Tanto es así que buena parte de su reflexión en el texto que comento se orienta menos a deslegitimar la guerra que, aceptada ésta, a poner límites a su barbarie; límites que, contra lo que cabría esperar, no responden propiamente a una conciencia moral pacifista, a un pacifismo humanitario hoy al uso, sino que vienen exigidos y determinados por la necesidad posterior de construir la paz. O sea, todos los límites que Kant propone se orientan a, aceptada la inevitabilidad de la guerra, conseguir que al menos no haga imposible la paz futura. Así nos dirá que, en la guerra entre estados, éstos no deben hacer “uso de hostilidades que imposibiliten la recíproca confianza en la paz futura” [11]. Es decir, no deben recurrir a estrategias de crueldad o indignidad que hagan imposible la confianza mañana necesaria para la paz. Kant aspira –y es un argumento que debe tomarse en serio- a que no se vea en la guerra un simple acto conforme al derecho de gentes, un simple recurso a la fuerza aprovechando la ausencia de derecho internacional efectivo; aspira a que se la interprete antológicamente, como mecanismo de la historia para llevar a los hombres hacia una vida racional. Desde este punto de vista se justifica su consejo de intentar conseguir la victoria sin recurrir a medios que la desvirtúen, nieguen su sentido histórico y la conviertan en simple e intrascendente acto de fuerza. Argumento poderoso, a nuestro entender, que nos permite concluir que la propuesta de paz perpetua incluye una estrategia que, por un lado, como vemos, es una estrategia que no excluye la violencia, sino que la exige; y, por otro, esa exigencia no deriva de la contingencia sino de su ontología política.

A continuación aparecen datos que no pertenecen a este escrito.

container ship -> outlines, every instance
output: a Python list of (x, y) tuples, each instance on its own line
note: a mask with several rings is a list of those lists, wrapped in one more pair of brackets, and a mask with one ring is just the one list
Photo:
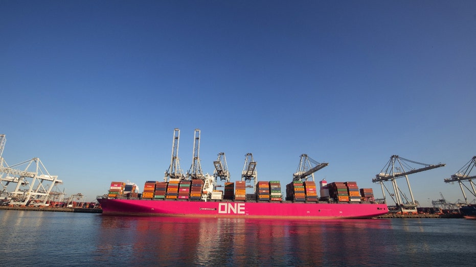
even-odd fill
[(103, 214), (112, 215), (313, 220), (371, 218), (388, 212), (386, 204), (373, 201), (371, 188), (359, 189), (355, 182), (323, 180), (318, 197), (315, 182), (293, 181), (286, 185), (283, 199), (279, 181), (258, 182), (255, 193), (247, 194), (246, 181), (225, 182), (223, 190), (213, 190), (213, 180), (148, 181), (142, 194), (112, 182), (108, 193), (97, 200)]

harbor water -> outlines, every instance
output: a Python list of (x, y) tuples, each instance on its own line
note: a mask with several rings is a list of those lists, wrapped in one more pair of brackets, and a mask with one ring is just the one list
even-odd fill
[(476, 220), (119, 217), (0, 210), (0, 265), (468, 266)]

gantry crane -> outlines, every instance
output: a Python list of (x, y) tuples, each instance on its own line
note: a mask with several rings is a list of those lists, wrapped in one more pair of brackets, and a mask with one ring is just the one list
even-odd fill
[(256, 185), (258, 184), (258, 173), (256, 171), (256, 162), (253, 159), (252, 153), (247, 153), (245, 155), (244, 165), (243, 166), (243, 171), (241, 172), (241, 181), (251, 182), (253, 180), (253, 185), (247, 185), (247, 187), (253, 188), (254, 193), (256, 193)]
[(180, 168), (180, 160), (178, 158), (178, 141), (180, 139), (180, 130), (175, 128), (173, 130), (173, 139), (172, 142), (172, 156), (170, 157), (170, 165), (165, 172), (164, 181), (167, 182), (168, 178), (184, 179), (184, 171)]
[(224, 152), (218, 154), (218, 158), (213, 161), (215, 165), (215, 171), (213, 171), (213, 177), (215, 177), (215, 184), (217, 186), (217, 182), (219, 178), (220, 181), (230, 182), (230, 172), (228, 171), (228, 165), (226, 164), (226, 158)]
[[(422, 165), (423, 167), (415, 168), (409, 165), (409, 163), (410, 163)], [(414, 213), (416, 212), (417, 205), (415, 204), (415, 199), (413, 198), (413, 193), (412, 192), (412, 188), (410, 187), (410, 182), (408, 179), (408, 175), (443, 167), (445, 165), (445, 164), (443, 163), (439, 163), (436, 165), (422, 163), (394, 155), (390, 157), (389, 162), (383, 167), (383, 168), (380, 171), (380, 173), (375, 175), (375, 178), (373, 179), (372, 181), (374, 183), (379, 183), (380, 184), (384, 200), (386, 199), (384, 188), (387, 189), (391, 198), (397, 205), (396, 208), (399, 211), (403, 213)], [(406, 179), (406, 183), (408, 185), (408, 188), (410, 192), (411, 200), (409, 200), (406, 198), (405, 194), (402, 192), (397, 185), (396, 179), (403, 177)], [(394, 193), (390, 193), (388, 189), (384, 185), (383, 182), (387, 181), (390, 181), (392, 183), (393, 186)], [(403, 199), (404, 199), (404, 202)]]
[[(470, 175), (470, 173), (474, 168), (475, 166), (476, 166), (476, 156), (471, 158), (467, 163), (460, 168), (459, 171), (457, 172), (455, 174), (451, 175), (450, 178), (444, 179), (445, 183), (452, 183), (454, 182), (458, 182), (458, 183), (460, 184), (460, 187), (461, 188), (461, 192), (463, 192), (463, 196), (464, 197), (464, 201), (466, 203), (466, 205), (469, 205), (469, 203), (468, 202), (468, 199), (466, 198), (466, 194), (464, 192), (464, 189), (463, 188), (463, 186), (466, 187), (466, 189), (469, 191), (469, 192), (472, 194), (474, 197), (476, 197), (476, 190), (474, 189), (474, 182), (472, 181), (472, 179), (476, 179), (476, 175)], [(463, 181), (467, 181), (469, 182), (469, 184), (471, 185), (471, 188), (472, 189), (472, 192), (465, 184), (463, 183)]]
[(192, 165), (190, 169), (187, 172), (187, 177), (189, 179), (203, 179), (203, 172), (201, 171), (201, 166), (200, 165), (200, 130), (195, 129), (193, 136), (193, 156), (192, 159)]
[[(23, 169), (20, 166), (25, 165)], [(4, 177), (4, 175), (6, 176)], [(14, 191), (9, 193), (10, 205), (27, 205), (30, 202), (44, 205), (54, 186), (62, 183), (57, 176), (50, 175), (38, 158), (9, 166), (0, 166), (0, 181), (6, 182), (4, 188), (10, 183), (16, 183)]]
[[(313, 167), (311, 166), (312, 163)], [(307, 181), (310, 178), (314, 181), (314, 173), (329, 165), (327, 163), (319, 163), (310, 158), (307, 154), (301, 155), (301, 160), (296, 173), (292, 175), (292, 179), (294, 181)]]
[(3, 154), (3, 149), (5, 148), (5, 143), (7, 142), (7, 138), (5, 134), (0, 134), (0, 162), (2, 161), (3, 158), (2, 155)]

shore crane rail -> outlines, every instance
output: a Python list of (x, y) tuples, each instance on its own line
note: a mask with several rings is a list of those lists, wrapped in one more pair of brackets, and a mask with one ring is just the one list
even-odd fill
[[(476, 189), (475, 189), (476, 185), (474, 184), (474, 182), (472, 181), (473, 179), (476, 179), (476, 175), (470, 175), (471, 171), (475, 168), (476, 168), (476, 156), (471, 158), (468, 163), (465, 164), (456, 174), (451, 175), (451, 177), (444, 179), (445, 183), (453, 183), (455, 182), (458, 182), (460, 185), (460, 188), (461, 188), (461, 192), (463, 193), (463, 196), (464, 197), (466, 205), (469, 205), (469, 202), (466, 193), (465, 193), (464, 189), (463, 188), (463, 186), (466, 187), (470, 193), (476, 197)], [(469, 185), (471, 187), (471, 189), (469, 189), (466, 185), (463, 183), (463, 181), (466, 181), (469, 183)]]
[(200, 164), (200, 130), (195, 129), (193, 136), (193, 153), (192, 165), (187, 172), (187, 177), (190, 179), (204, 179), (205, 176)]
[(228, 164), (226, 163), (224, 152), (218, 154), (218, 157), (213, 161), (213, 165), (215, 165), (213, 176), (215, 177), (215, 183), (219, 178), (220, 181), (230, 182), (230, 172), (228, 171)]
[(180, 159), (178, 158), (178, 142), (180, 139), (180, 130), (175, 128), (173, 130), (173, 138), (172, 142), (172, 156), (170, 157), (170, 165), (165, 171), (164, 181), (167, 182), (167, 178), (184, 179), (185, 176), (180, 167)]
[(246, 187), (253, 187), (254, 190), (256, 190), (256, 185), (258, 184), (256, 161), (255, 161), (253, 159), (252, 153), (247, 153), (245, 155), (244, 165), (243, 166), (243, 171), (241, 171), (241, 181), (251, 182), (252, 180), (254, 181), (254, 184), (253, 185), (246, 186)]
[[(312, 163), (313, 167), (312, 167)], [(292, 175), (292, 179), (294, 181), (307, 181), (309, 178), (312, 178), (314, 181), (314, 173), (328, 165), (328, 163), (320, 163), (312, 159), (307, 154), (303, 154), (301, 155), (299, 165), (296, 173)]]
[[(414, 167), (410, 163), (420, 165), (420, 167)], [(375, 178), (373, 179), (372, 181), (374, 183), (380, 184), (383, 198), (385, 199), (384, 188), (387, 189), (387, 187), (384, 186), (384, 182), (390, 181), (393, 187), (394, 193), (393, 196), (391, 193), (391, 197), (395, 197), (395, 199), (393, 197), (392, 199), (395, 202), (400, 211), (402, 212), (415, 212), (416, 211), (417, 204), (413, 197), (413, 193), (412, 191), (412, 187), (410, 186), (408, 176), (410, 174), (443, 167), (446, 164), (441, 163), (437, 164), (422, 163), (394, 155), (390, 157), (390, 159), (389, 160), (380, 173), (375, 175)], [(401, 177), (406, 178), (406, 184), (410, 193), (411, 200), (409, 200), (406, 198), (405, 194), (402, 192), (397, 184), (396, 179)], [(388, 189), (387, 191), (388, 191)], [(404, 202), (403, 199), (404, 199)]]
[[(22, 165), (26, 167), (23, 170), (19, 169), (18, 167)], [(44, 205), (52, 189), (63, 182), (57, 176), (50, 175), (38, 158), (8, 167), (2, 166), (0, 173), (2, 181), (7, 182), (5, 187), (10, 183), (16, 184), (14, 190), (9, 193), (12, 198), (10, 204), (14, 205), (26, 205), (30, 202), (34, 202), (36, 205)], [(5, 178), (4, 174), (6, 175)]]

3. Por otro lado, el pacifismo no encaja bien en la propuesta política final, es decir, no ya en la estrategia, sino en la idea misma de paz perpetua como orden político final. Así se revela de forma iluminadora en los “Artículos definitivos de la paz perpetua entre Estados”. En el artículo primero se postula que “la constitución política debe ser en todo los Estados republicana” [12]. Una constitución, como Kant dice, que añade a “la pureza de su origen, que brota de la clara fuente del concepto de derecho”. La idea kantiana de estado-nación republicano, como comunidad de derecho, es la clave de su pensamiento respecto a la paz. No puedo entrar en detalles, pero es bien conocido que para nuestro autor el Estado, institucionalización del Derecho en la vida social, es la condición necesaria y suficiente de la paz interior, la salida definitiva del estado de naturaleza o de guerra de todos contra todos. El Estado es, así, la liberación del miedo a la guerra.

Ahora bien, el mundo repartido en estados no es un espacio donde la paz esté garantizada; entre ellos persisten relaciones del derecho de gentes, cuando no están entre sí en relaciones equivalentes al estado de naturaleza. Bien mirado, la paz perpetua es una estrategia de instauración de un nuevo orden internacional, un nuevo derecho, que ahuyente el fantasma eternamente presente de la guerra. Como es sabido, la estrategia kantiana está basada en la idea de “federación de Estados libres”. Y aquí es donde surgen mis sospechas, por otro lado nada nuevas, pues ya Hegel puso en evidencia estas carencias. ¿Por qué una “federación de Estado libres” [13] y no un “Estado mundial”? Al fin y al cabo Kant ha insistido, con la mayoría de los filósofos modernos, en que el Estado es la forma política de la paz.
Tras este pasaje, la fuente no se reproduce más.